TCK"nın 116/1. maddesinde, seçimlik olarak düzenlenen hareketlerden birisi de “çıkmama” eylemidir. Çıkmamak; belli bir yerde kalmaya devam etmeyi ifade eder. Çıkmama eyleminin gerçekleşmesi için, konuta rıza ile girilmiş olması gerekmektedir. Çıkmama fiilinin meydana gelmesi için, hak sahibinin söz, hareket veya tavırlarıyla faili çıkmaya davet etmesi gerekir. Ancak, bazen doğrudan faile bildirilmiş olmasa bile yapılan hareketlerle rızanın ortadan kalktığı faile gösterilmiş olabilir.
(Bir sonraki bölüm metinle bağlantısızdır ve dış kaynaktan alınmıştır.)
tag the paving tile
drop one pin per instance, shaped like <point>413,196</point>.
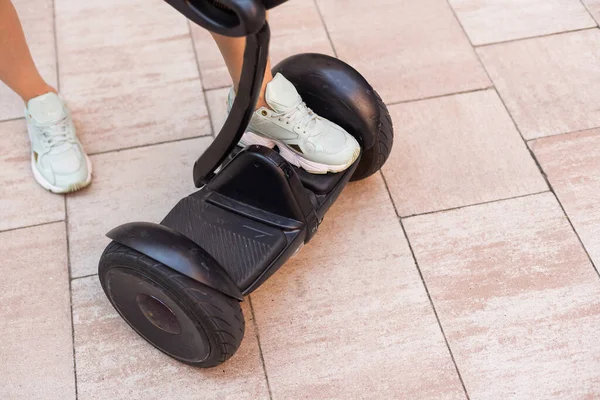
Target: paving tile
<point>572,164</point>
<point>132,185</point>
<point>349,317</point>
<point>36,347</point>
<point>296,27</point>
<point>217,106</point>
<point>489,21</point>
<point>593,7</point>
<point>113,362</point>
<point>517,297</point>
<point>22,201</point>
<point>128,72</point>
<point>407,49</point>
<point>37,19</point>
<point>551,84</point>
<point>455,151</point>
Örnek verilecek olursa; fail, çalışma saatleri içerisinde bir markete girdikten sonra, burada sunulan hizmetin amacına aykırı olacak bir davranışta bulunması durumunda, örneğin, başkasına sarkıntılık, işyeri sahibine ya da müşteriye saldırma gibi hukuka aykırı davranışlarda bulunması halinde, hak sahibi tarafından dışarı çıkmaya davet edilip de çıkmaması, TCK"nın 116/2. maddesinde düzenlenen suça vücut verecektir.
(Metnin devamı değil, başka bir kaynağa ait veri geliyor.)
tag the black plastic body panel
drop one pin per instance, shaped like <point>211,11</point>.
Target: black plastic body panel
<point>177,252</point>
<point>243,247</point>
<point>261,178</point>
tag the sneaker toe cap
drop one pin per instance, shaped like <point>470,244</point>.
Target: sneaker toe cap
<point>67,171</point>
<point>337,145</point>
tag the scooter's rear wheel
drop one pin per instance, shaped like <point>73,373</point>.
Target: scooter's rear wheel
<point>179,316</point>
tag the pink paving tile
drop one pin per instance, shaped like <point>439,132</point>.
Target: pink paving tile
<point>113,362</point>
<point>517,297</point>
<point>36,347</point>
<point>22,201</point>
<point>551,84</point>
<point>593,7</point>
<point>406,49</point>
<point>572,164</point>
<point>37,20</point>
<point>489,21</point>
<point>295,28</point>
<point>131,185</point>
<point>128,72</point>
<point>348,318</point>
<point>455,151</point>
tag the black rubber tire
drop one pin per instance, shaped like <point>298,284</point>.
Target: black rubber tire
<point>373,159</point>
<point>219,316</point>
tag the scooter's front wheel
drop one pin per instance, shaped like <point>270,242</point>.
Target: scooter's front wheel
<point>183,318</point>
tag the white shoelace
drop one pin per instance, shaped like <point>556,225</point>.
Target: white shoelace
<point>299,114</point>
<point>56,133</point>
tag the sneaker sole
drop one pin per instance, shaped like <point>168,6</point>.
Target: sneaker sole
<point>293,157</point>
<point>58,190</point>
İnceleme konusu somut olayda; sanığın, müştekiye ait cafeye, gece vakti sayılan zaman diliminde girdiği ve buradan müşterilere rahatsızlık verdiği gerekçesi ile çıkarılmak istendiği ancak, çıkmadığı için geceleyin işyeri dokunulmazlığını ihlal ettiğinin Mahkemece kabul edilmesi karşısında; sanığın suça konu yerin, işyeri dokunulmazlığının ihlali suçu açısından niteliği itibarıyla açık bir rızaya gerek duyulmaksızın girilebilen, mutat bir yer olduğu anlaşıldığından, suçun yasal unsurları oluşmadığı halde, yetersiz gerekçeyle, işyeri dokunulmazlığının ihlali suçundan mahkumiyet hükmü kurulması,
B- Kabule göre de;
Sanık ve temyiz kapsamı dışında kalan diğer sanık ... hakkında işyeri dokunulmazlığının ihlali suçundan kamu davası açıldığı, yapılan ilk yargılama neticesinde sanık ...’un beraat etmesi üzerine, olayda TCK"nın 119/1-c maddesinin uygulama imkanının ortadan kalktığının anlaşılması karşısında; TCK"nın 116/4. maddesinde düzenlenen geceleyin işyeri dokunulmazlığının ihlali suçunun CMK"nın 253/3. maddesi uyarınca uzlaşmaya tabi hale geldiği anlaşılmakla, aynı Kanun"un 253 ve 254. maddeleri uyarınca uzlaşma hükümlerinin uygulanması ve sonucuna göre sanığın hukuksal durumunun belirlenmesi gerektiğinin gözetilmemesi,
Kanuna aykırı, sanık ... müdafiinin temyiz nedenleri yerinde görüldüğünden tebliğnameye uygun olarak, HÜKMÜN BOZULMASINA, yargılamanın bozma öncesi aşamadan başlayarak sürdürülüp sonuçlandırılmak üzere dosyanın esas/hüküm mahkemesine gönderilmesine, 15/01/2020 tarihinde oy birliğiyle karar verildi.